Ik vroeg me af wat me te wachten stond. Ik probeerde haar voor me te zien. Ik vroeg me af wat ze zou kunnen doen of zeggen dat mij vlot zou trekken, maar ik wist natuurlijk niks te verzinnen. Het was onzin, alles was onzin, ik maakte mezelf alleen maar doodongelukkig met deze dode mus. Toch klopte mijn hart; het sprong niet over van opwinding, maar het klopte wel degelijk. De spanning als ik de post doornam, de zenuwen als de telefoon ging, de teleurstelling als het mijn moeder was of Colette; het had allemaal de illusie van een leven, een opwindend leven zelfs.

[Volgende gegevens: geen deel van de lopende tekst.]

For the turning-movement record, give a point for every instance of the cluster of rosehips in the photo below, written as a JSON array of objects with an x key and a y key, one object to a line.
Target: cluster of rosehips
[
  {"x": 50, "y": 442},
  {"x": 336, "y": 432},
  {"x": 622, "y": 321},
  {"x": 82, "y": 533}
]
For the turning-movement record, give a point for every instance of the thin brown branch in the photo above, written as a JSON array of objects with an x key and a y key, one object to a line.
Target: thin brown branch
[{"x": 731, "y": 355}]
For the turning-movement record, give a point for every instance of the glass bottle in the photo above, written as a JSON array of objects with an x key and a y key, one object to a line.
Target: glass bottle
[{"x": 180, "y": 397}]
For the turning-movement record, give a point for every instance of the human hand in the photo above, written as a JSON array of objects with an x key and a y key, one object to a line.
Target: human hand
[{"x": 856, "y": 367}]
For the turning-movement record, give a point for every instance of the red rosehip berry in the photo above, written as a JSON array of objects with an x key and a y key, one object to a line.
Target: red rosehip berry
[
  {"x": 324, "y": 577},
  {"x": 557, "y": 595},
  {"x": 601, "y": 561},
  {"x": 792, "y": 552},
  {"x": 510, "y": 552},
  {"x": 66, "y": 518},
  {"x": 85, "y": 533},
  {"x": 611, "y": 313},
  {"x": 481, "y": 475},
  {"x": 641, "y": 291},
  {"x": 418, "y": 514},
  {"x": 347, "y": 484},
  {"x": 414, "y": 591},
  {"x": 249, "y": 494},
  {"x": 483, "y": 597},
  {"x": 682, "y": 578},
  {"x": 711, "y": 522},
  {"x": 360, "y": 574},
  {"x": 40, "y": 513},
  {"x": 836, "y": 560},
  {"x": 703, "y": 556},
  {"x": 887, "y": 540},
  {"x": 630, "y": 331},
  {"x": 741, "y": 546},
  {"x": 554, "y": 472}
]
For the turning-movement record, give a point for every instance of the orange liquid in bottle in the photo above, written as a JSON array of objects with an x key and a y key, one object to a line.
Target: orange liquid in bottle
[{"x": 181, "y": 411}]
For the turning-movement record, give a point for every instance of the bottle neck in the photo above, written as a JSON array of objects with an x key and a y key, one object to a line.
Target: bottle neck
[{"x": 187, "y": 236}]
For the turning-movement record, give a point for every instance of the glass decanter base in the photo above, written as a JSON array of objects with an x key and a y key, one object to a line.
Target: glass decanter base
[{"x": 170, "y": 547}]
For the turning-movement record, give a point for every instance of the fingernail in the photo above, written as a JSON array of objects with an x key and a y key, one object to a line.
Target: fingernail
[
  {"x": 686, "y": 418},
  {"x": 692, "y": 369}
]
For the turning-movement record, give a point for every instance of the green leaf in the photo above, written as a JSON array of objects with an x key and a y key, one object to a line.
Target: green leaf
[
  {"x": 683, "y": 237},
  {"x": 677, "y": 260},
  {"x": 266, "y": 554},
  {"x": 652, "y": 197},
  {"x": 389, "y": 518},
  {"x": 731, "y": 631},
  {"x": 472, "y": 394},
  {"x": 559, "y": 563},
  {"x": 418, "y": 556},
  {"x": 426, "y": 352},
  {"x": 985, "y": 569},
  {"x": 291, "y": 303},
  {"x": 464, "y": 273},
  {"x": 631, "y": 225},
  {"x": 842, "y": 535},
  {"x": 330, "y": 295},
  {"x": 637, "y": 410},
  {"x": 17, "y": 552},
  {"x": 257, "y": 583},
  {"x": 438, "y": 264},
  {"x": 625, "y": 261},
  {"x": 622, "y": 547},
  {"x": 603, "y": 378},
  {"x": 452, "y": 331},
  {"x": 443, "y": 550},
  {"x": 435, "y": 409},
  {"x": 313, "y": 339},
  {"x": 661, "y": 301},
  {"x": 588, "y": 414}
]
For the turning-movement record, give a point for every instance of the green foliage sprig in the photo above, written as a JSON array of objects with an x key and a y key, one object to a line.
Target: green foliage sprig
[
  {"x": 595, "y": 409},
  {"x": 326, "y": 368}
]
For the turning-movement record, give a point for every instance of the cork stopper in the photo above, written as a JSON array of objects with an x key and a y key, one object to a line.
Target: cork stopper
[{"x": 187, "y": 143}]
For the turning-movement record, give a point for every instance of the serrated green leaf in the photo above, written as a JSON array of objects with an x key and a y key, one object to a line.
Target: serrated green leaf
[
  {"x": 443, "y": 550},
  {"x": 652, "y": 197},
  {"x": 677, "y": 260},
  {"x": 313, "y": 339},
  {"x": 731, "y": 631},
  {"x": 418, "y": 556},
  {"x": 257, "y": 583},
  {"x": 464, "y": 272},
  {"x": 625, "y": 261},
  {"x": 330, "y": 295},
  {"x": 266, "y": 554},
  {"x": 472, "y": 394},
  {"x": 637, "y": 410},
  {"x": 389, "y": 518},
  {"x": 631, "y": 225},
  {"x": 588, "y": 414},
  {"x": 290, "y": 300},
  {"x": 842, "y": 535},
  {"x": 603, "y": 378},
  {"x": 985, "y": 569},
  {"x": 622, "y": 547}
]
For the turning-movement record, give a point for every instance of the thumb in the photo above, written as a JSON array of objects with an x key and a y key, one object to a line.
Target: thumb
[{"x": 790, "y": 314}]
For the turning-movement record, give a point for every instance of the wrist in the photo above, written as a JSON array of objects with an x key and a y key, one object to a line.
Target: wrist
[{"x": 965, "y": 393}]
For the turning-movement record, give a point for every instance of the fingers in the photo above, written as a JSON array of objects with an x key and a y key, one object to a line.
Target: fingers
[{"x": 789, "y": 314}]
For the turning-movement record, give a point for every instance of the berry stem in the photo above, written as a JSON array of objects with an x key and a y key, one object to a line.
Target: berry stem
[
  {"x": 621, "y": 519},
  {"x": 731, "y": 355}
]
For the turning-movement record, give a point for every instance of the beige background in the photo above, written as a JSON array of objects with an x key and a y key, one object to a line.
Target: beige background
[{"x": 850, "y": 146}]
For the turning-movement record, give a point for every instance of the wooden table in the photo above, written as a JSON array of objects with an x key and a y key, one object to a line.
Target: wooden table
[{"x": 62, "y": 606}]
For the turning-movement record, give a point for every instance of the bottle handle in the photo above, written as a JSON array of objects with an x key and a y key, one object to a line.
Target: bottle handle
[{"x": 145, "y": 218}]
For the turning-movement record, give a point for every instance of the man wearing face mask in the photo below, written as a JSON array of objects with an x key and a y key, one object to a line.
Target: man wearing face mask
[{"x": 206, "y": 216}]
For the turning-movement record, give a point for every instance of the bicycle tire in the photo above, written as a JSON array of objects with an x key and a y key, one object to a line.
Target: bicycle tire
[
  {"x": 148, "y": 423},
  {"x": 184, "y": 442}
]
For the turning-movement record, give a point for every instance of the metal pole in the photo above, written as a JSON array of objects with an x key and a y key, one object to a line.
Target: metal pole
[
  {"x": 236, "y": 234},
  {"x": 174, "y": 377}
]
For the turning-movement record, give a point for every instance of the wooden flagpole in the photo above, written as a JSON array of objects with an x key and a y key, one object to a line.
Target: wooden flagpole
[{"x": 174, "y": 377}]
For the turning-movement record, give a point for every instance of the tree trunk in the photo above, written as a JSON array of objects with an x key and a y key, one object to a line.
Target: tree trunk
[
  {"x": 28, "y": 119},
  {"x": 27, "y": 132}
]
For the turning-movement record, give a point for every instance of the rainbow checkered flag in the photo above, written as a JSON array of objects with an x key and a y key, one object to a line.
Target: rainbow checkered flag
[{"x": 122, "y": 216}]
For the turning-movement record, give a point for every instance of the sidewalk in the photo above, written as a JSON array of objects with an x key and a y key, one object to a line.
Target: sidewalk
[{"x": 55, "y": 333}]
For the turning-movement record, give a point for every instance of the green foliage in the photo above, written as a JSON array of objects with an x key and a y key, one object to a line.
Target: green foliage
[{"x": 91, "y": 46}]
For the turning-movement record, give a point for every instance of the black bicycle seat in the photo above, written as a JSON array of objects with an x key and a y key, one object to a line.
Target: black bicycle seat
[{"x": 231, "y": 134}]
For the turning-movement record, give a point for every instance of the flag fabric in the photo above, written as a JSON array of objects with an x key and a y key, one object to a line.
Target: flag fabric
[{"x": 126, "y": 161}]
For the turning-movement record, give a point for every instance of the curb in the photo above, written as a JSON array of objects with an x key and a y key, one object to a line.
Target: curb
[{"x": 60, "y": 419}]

Elke ochtend luisterde ik naar het geklepper van de brievenbus, het vallen van de enveloppen op de mat. Bankafschriften, een kaartje van de bibliotheek voor Jan waarin stond dat de boete voor het niet op tijd inleveren van De Brief aan de Koning opnieuw verhoogd was, een verzoek om mijn bijdrage aan het Wereldnatuurfonds te verhogen, een uitnodiging voor de bruiloft van ene Marloes en Bob: Anke was van harte uitgenodigd, en als ze iets voor het bruidspaar wilde doen of zingen kon ze contact opnemen met Janneke ‘weet je nog derde rij links bij Joeri van Heemskerk’, (ik moest maar eens aan Anke vragen of ze dat nog wist) en o ja Anke mocht vanzelfsprekend iemand meenemen… een btw-aanslag, de laatste vakantiekaartjes: Henk en Nico trokken door Turkije, Sjoukje deed een weekend Drenthe, Willemijn was met een groep naar Toscane.
Op een druilerige ochtend ontving ik dan eindelijk een ansichtkaart van Maria K. Op de voorkant stond een foto van een konijnengezin in een duinpan. Zand, helmgras, blauwe lucht, jong geluk. Op de achterkant stond:”Beste Douwe, ik wil je graag ontmoeten. Met vriendelijke groeten Maria T. Koenen.”